Rachel, played by Ellie Cornell, and Jamie, played by Danielle Harris, are two great protagonists. Of the two, Harris is the most impressive as child performances are easy to criticize. Harris does some great work, foreshadowing her great and lengthy career as a scream queen and solidifying her in slasher movie culture. Overall, she gives a pretty endearing performance and her chemistry with Cornell is top notch. Donald Pleasance makes a return in this film as well. He’s older and a little more weary, but ultimately he will not stop until Michael is dead. He continues to sell every word of the dialogue he is given.
Finally, it would not be a review for a main Halloween entry without mentioning the man in the mask. George P. Wilbur is great as Michael Myers. He brings a great, violent physicality to the role that definitely makes him scarier. From a story standpoint, it is definitely disappointing for Laurie Strode to be absent, but what we are given in her place is really great. Following a child protagonist, much like in Friday the 13th: The Final Chapter is both really fun as well as something that absolutely ratchets up the tension.
The cinematography is fantastic. The opening shots of the film are haunting when paired with Howarth’s atmospheric musical score, and they really nail that chilling autumn feeling. My favorite scene in the film from a visual standpoint, however, is the rooftop scene in the third act. This is due in part to stuntwork but primarily to the way that Director of Photography, Peter Lyons Collister, shoots the scene. He is sure to let you know how high up the characters are and with those establishing shots in mind, every slip becomes white knuckle.
Alan Howarth’s score for Halloween 4 is pretty stellar. He abandons the more synth-like tones of Halloween II for a more traditional Carpenter-style score. The synth is definitely still there but it doesn’t sound as electronic as in his previous two entries of the series. His rendition of the popular motifs are great, and the new atmospheric sounds he brings to the musical score are really great. In the opening of the film in particular, it really sets the mood for the rest of the movie.

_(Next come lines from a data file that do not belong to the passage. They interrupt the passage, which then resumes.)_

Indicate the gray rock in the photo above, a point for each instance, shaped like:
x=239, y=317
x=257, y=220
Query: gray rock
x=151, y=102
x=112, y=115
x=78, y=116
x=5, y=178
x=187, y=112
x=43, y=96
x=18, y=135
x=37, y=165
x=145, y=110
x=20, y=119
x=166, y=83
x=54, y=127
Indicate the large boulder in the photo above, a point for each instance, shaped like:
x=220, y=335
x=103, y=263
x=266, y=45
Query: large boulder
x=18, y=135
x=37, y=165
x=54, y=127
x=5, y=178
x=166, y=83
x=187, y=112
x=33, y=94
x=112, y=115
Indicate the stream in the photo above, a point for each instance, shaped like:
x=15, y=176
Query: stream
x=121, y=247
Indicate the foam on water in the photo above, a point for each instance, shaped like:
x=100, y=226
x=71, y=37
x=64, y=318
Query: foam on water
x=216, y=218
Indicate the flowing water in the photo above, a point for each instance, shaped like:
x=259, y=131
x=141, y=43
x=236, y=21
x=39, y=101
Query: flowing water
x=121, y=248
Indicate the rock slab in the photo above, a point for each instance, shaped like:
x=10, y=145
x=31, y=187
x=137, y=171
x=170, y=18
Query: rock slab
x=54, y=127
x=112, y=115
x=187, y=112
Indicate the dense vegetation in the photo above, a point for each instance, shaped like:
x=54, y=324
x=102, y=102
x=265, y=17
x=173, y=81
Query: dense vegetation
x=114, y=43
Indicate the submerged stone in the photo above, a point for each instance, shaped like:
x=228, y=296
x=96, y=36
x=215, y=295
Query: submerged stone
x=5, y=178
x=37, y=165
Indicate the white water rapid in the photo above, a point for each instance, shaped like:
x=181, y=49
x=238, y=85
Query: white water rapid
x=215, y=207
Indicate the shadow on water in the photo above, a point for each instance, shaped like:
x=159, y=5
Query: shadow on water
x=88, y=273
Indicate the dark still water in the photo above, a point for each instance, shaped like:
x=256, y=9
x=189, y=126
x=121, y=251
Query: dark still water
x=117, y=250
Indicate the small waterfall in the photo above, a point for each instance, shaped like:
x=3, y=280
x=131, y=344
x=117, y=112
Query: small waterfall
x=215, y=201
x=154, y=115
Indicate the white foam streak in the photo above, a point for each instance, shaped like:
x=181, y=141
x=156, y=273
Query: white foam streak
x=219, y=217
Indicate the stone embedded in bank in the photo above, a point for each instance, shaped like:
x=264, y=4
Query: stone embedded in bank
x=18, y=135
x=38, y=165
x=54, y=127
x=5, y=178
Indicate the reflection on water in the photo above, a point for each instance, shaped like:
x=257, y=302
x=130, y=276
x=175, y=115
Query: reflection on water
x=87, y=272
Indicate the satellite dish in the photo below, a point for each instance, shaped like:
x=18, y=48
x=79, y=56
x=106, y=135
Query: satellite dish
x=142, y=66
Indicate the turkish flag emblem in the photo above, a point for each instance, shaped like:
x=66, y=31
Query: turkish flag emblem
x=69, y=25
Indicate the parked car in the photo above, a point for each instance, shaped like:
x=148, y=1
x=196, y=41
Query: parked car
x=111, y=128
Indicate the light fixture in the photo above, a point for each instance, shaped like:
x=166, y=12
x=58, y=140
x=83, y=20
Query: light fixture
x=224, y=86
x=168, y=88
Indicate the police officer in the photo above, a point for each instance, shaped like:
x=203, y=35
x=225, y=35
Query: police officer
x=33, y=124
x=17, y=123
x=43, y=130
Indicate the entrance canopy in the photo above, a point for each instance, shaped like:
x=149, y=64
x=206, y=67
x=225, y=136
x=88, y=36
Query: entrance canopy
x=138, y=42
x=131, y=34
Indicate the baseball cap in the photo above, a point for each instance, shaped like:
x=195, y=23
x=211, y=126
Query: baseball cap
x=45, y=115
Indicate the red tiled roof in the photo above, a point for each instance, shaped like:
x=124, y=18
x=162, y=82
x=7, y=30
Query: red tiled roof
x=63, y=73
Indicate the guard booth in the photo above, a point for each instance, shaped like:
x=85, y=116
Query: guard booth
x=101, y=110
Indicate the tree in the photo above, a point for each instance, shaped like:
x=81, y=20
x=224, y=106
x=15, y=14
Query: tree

The kills here are pretty great but, like I said, are minimalistic for the most part. Some pretty brutal stuff happens in this movie, but I wouldn’t say that any of them are particularly graphic. People are impaled, electrocuted, and heads are crushed like always. I wouldn’t call it a bloodless film, but the majority of the blood and gore is left for after views of murders and is pretty tasteful in comparison to what it could be. If I had any issues with the film, they would largely come down to some poorly thought-out spoiler-y subplots. Also, there is one issue that is possibly ignorable depending on how much you care about Michael Myers’ character design. In Halloween 4 Myers’ mask looks awful. This carries into its sequel as well. They nailed the mask twice prior to this film and how they messed up a good template is beyond me.
Overall, Halloween 4: The Return of Michael Myers (1988) is one of the best entries of the franchise. It reintroduces audiences to the title character in such wonderful fashion that I can’t help but recommend it. It has great characters, performances, cinematography, and a great musical score. It has a few minor issues, such as a wasted scene or two, some weird conveniences, and a poorly designed Myers mask, but the pros far outweigh the cons in my opinion.